News of the payment came shortly after Frankish MP for Hackney and Stoke Newington criticized Chancellor Rishi Sunak’s budget.
In a commentary for the Hackney Gazette, she said it continued “the long and terrible tradition” of Conservative governments “stealing middle and low income people and giving to the rich.”
READ MORE: Boris on the brink: emergency debate TODAY as PM quits fight for job
“For anyone else, it made a bad situation worse.”
News of Ms Abbott’s next book appeared earlier this year.
Ahead of his release, a synopsis said he would follow his life since “growing up in the 1960s in north London with his working-class Jamaican parents, before entering the hallowed halls of Cambridge University for study history.

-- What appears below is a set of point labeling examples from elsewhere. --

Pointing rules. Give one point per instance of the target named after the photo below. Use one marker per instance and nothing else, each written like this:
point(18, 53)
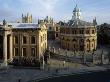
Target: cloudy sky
point(58, 9)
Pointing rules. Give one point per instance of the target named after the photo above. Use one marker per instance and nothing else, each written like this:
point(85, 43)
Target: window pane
point(24, 40)
point(33, 52)
point(32, 40)
point(16, 52)
point(16, 39)
point(24, 51)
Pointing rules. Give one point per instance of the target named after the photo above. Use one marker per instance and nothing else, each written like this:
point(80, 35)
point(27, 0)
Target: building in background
point(78, 35)
point(53, 28)
point(27, 40)
point(26, 18)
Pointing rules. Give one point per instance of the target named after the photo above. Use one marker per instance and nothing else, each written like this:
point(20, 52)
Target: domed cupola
point(76, 13)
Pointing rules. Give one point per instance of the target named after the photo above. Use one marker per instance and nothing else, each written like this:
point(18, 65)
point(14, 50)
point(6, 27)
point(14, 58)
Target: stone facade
point(53, 28)
point(78, 35)
point(26, 18)
point(22, 40)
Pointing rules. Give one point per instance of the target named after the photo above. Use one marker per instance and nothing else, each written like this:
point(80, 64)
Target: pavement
point(54, 68)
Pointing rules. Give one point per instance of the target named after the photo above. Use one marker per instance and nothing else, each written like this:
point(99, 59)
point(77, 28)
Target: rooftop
point(24, 25)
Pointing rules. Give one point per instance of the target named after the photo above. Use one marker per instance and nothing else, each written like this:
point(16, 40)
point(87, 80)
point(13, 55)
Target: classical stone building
point(26, 18)
point(22, 40)
point(78, 35)
point(53, 31)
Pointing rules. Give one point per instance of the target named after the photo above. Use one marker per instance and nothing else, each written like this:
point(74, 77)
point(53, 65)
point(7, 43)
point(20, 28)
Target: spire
point(95, 21)
point(76, 13)
point(4, 22)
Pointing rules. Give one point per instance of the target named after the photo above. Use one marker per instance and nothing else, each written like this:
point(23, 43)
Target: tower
point(26, 18)
point(76, 13)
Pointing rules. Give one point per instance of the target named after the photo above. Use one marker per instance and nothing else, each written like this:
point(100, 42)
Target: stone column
point(11, 48)
point(5, 49)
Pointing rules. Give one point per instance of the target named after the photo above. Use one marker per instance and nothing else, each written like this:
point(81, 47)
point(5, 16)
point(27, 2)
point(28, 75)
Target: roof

âFrom the day she first walked through the House of Commons as the only state-trained black MP, she has been a fearless and vocal champion of the causes that made Britain what it is. is today.”
What do you think of the payment? Click here and tell us below.
He describes the book as an “honest and moving memory” which “takes the reader on his incredible journey”.
The “frank report” is to be published on the occasion of the 35th anniversary of his election to Parliament.
The news isn’t the only big salary Ms Abbott has earned.
In 2017, it emerged that she had received over £ 110,000 in cash from license payers to appear on the BBC between that date and 2003.
The 68-year-old was also paid thousands speaking on expert panels
Express.co.uk has contacted Ms Abbott and the Labor Party for comment.